There are three main types of inflation:
demand-pull inflation It is due to strong demand and short supply. This type of inflation is caused by increased consumer confidence, economic growth, the flow or speed of money, easy access to credit in the banking sector, massive government spending and tax cuts, and high consumer expectations, which all create market demand. In short, there is an oversupply of money in the market, leading to market demand, and insufficient supply, leading to market inflation.
cost-push inflation It refers to the situation where input costs such as raw materials and other inputs such as wages increase the cost of production and the final sales price becomes more expensive. This type of inflation is caused by a rising exchange rate, which makes imports more expensive. The main cause of cost-push inflation is high public debt, which leads to currency printing and devaluation, high input costs, increased taxation, and monopoly or duopoly in a few sectors.
built-in inflation It is a situation where inflation increases gradually over time. As every year, rising wages raise the cost of products, while workers, on the other hand, create demand due to rising wages. This type of inflation is considered critical to economic growth.
The recent case of inflation has not only adversely affected India, but has also worsened conditions in the rest of the world. We are witnessing the rout of Sri Lanka due to hyperinflation. Some – call them pro-left economists or anti-establishment, whatever you want to call them – are spreading fear through their statements, articles or tweets that India too has entered an era of hyperinflation. These people only look at one side of the coin. A chart containing the average inflation rate for the past eight years and the average inflation rate for the past two months for major economies is below. The chart has been compiled from World Bank/IMF data and has taken into account expected rates when data for this month is not available.
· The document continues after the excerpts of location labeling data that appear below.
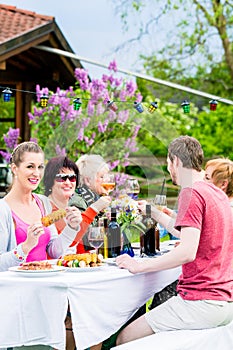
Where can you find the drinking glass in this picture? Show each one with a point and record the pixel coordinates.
(96, 237)
(132, 188)
(160, 201)
(108, 183)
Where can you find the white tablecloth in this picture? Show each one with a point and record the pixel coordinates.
(220, 338)
(33, 308)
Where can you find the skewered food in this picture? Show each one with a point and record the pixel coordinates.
(36, 265)
(53, 217)
(81, 260)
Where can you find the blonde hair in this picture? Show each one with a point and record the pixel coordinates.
(223, 170)
(89, 165)
(18, 152)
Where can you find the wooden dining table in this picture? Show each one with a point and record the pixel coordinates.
(33, 306)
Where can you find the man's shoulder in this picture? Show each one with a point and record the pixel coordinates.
(78, 201)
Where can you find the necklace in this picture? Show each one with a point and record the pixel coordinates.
(58, 204)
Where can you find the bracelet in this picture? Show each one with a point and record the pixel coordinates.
(18, 256)
(76, 228)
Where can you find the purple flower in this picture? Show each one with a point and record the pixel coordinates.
(113, 66)
(11, 138)
(80, 134)
(60, 151)
(6, 156)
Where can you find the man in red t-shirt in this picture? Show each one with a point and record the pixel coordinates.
(204, 224)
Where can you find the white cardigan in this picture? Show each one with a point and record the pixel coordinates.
(57, 246)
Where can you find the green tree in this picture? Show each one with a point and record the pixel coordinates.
(197, 50)
(214, 131)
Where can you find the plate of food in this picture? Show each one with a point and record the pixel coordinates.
(110, 261)
(86, 262)
(37, 268)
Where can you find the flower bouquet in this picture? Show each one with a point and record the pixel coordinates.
(130, 221)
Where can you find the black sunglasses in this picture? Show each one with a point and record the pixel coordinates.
(64, 177)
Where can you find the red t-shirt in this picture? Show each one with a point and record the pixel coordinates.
(210, 275)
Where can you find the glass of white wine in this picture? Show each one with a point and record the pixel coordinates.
(96, 237)
(160, 201)
(108, 183)
(132, 188)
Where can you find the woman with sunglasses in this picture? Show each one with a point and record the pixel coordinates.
(61, 178)
(92, 168)
(219, 171)
(22, 235)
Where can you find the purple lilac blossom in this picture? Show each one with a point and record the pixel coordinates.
(90, 108)
(60, 151)
(113, 66)
(82, 76)
(11, 138)
(6, 156)
(123, 117)
(80, 134)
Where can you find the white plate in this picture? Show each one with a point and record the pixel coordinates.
(84, 269)
(38, 273)
(110, 261)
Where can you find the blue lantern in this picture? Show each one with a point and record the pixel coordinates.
(138, 106)
(111, 105)
(77, 104)
(7, 94)
(44, 100)
(213, 105)
(186, 106)
(152, 107)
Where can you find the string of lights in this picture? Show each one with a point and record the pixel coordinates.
(110, 104)
(138, 75)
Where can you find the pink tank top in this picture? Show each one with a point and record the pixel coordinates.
(38, 252)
As you can see from the chart above, inflation has become the prevailing dogma over the past two months. Countries such as the EU, UK, US, France and others that had low inflation over the past decade are now experiencing hyperinflation. If we compare inflation figures with other countries, India has a high bid. For the calculation of inflation, basically three main components are considered, namely primary goods, including food and groceries, electricity and fuel, and manufactured goods, including base metals, chemicals and chemical products, machinery, textiles, etc. are part of this group.
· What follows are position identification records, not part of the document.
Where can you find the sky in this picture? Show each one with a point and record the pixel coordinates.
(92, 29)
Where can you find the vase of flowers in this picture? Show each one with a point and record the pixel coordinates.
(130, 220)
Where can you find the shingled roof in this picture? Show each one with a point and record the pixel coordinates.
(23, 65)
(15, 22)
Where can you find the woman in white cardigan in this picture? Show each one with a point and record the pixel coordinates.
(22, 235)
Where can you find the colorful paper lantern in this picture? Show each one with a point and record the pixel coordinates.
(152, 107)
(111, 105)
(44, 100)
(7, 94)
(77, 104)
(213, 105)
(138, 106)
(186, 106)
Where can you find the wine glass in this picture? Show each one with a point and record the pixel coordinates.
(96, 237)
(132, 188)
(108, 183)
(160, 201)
Current inflation is a mix of demand-pull, cost-push, and intrinsic inflation. The Indian government’s COVID-19 stimulus package has led to a record high in India’s currency in circulation, which now exceeds Rs 310 crore. Likewise, India is primarily an importer, and inflation in other major suppliers due to uncertainty over the Russian-Ukrainian conflict has negatively impacted the cost of inputs such as fuel, metals, chemicals, and led to higher inflation. Rupee vs USD Value also contributes to cost-push inflation. As India is still developing, it spends a lot on subsidies, the poor and the poor, their usual built-in inflation also adds to the inflation story.
The Reserve Bank of India has recently raised its benchmark rate and CRR, sucking around Rs 100 crore from the market, hoping that more decisions to raise the benchmark rate by 1% and increase the CRR and SLR are coming on the first of June Monetary Policy Committee (MPC) meeting this week.
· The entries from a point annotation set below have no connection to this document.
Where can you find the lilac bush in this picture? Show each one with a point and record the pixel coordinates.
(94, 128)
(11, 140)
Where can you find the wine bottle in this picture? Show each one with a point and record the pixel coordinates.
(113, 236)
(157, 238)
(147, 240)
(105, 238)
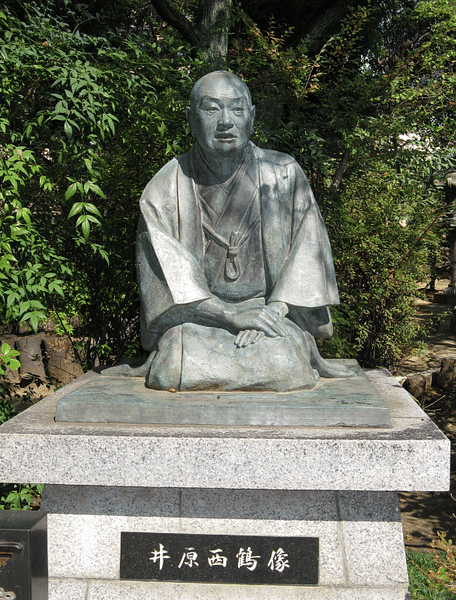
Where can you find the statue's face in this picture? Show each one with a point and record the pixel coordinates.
(222, 117)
In addition to monetary policy that targets demand-pull inflation, cost-push inflation can be tackled through the combined efforts of the public and the government. The government is buying crude from Russia amid the rubble to stem a rise in global fuel prices, at the expense of diplomatic ties with the developed world. The government should also do more to transact with other countries in currencies other than the US dollar as our rupee has become stronger compared to other major currencies other than the US dollar. This fact can be confirmed from the comparative list of exchange rates of various currencies:
The public should also be inclined to buy homegrown products so that their current account balances stay within a tolerable limit and our currency becomes stronger. They should also avoid the need for subsidies or free items in order to spend money on capital goods to create jobs. This inflation will persist in the short term as long as the Russian-Ukrainian conflict continues and the supply situation remains normal.
Mukesh Kabra is a Chartered Accountant practicing in Surat for 25 years. Yuvraj Pokharna is an independent journalist and columnist. Opinions expressed are personal.